Non-conjugated linkage enabling a quinone-based cathode material with long cycle life and high energy density for aqueous zinc batteries

Abstract

Small-molecule quinones are promising cathode materials for aqueous zinc batteries with high theoretical capacity and desirable voltage. However, they usually exhibit high solubility in aqueous electrolytes, resulting in the loss of active material and a short cycle life. An efficient solution is to introduce linkages for benzoquinones (BQs) to enlarge molecular size; nevertheless, at the same time this adds dead weight, and the usually extended conjugation leads to the decreased redox potential of carbonyl groups.
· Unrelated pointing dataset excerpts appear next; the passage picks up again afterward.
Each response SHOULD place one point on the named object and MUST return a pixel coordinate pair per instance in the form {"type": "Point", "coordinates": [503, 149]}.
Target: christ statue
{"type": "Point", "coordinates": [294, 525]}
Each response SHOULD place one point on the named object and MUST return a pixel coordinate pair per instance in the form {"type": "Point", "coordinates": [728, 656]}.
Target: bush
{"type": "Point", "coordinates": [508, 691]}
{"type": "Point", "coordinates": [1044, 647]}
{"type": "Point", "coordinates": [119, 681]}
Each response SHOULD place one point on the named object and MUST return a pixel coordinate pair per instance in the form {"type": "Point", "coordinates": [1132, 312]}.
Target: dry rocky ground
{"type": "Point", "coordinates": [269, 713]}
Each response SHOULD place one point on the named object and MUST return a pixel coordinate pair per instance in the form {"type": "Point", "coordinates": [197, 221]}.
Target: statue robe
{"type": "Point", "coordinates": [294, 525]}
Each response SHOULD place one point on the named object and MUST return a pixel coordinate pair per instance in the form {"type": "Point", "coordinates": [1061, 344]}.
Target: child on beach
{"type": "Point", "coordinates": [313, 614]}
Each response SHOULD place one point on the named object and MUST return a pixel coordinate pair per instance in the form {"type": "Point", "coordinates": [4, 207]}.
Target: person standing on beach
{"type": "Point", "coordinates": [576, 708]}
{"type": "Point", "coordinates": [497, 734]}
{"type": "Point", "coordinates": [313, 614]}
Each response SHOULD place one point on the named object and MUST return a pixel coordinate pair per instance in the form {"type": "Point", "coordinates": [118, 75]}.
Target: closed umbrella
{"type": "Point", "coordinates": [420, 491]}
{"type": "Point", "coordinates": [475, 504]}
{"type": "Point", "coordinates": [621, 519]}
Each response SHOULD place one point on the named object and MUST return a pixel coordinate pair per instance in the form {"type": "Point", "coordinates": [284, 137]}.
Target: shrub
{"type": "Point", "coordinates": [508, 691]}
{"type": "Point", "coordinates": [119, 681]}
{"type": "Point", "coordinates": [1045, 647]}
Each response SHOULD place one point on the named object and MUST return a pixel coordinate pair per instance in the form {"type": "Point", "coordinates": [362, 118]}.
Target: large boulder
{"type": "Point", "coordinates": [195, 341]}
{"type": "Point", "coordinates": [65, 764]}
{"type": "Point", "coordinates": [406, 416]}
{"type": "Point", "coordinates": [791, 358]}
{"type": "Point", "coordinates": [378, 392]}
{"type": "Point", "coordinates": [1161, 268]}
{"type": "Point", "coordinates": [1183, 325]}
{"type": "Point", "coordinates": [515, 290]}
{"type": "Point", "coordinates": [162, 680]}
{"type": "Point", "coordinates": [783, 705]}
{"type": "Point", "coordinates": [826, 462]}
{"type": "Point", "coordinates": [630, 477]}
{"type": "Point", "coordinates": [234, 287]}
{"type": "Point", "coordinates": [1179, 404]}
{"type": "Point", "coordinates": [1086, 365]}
Herein, we present a phenyl cross-linked tri-p-benzoquinone (Ph-tri-BQ) cathode material for aqueous zinc batteries. Its solubility is greatly reduced to below 0.002% of the solubility for BQ. Besides, the weak electron-donation property and weight of the phenyl linkage are further shared by three BQs. Therefore, Ph-tri-BQ achieves a high capacity of 402 mA h g⁻¹ with a 1.03 V discharge voltage plateau at 0.2 A g⁻¹. Upon a 500 times increase in current density to 100 A g⁻¹, the cathode still retains 221 mA h g⁻¹ capacity at 0.91 V discharge voltage together with an ultra-long lifespan of 150 000 cycles. The energy storage mechanism is identified as the redox reactions on carbonyl sites with Zn²⁺/H⁺ co-storage.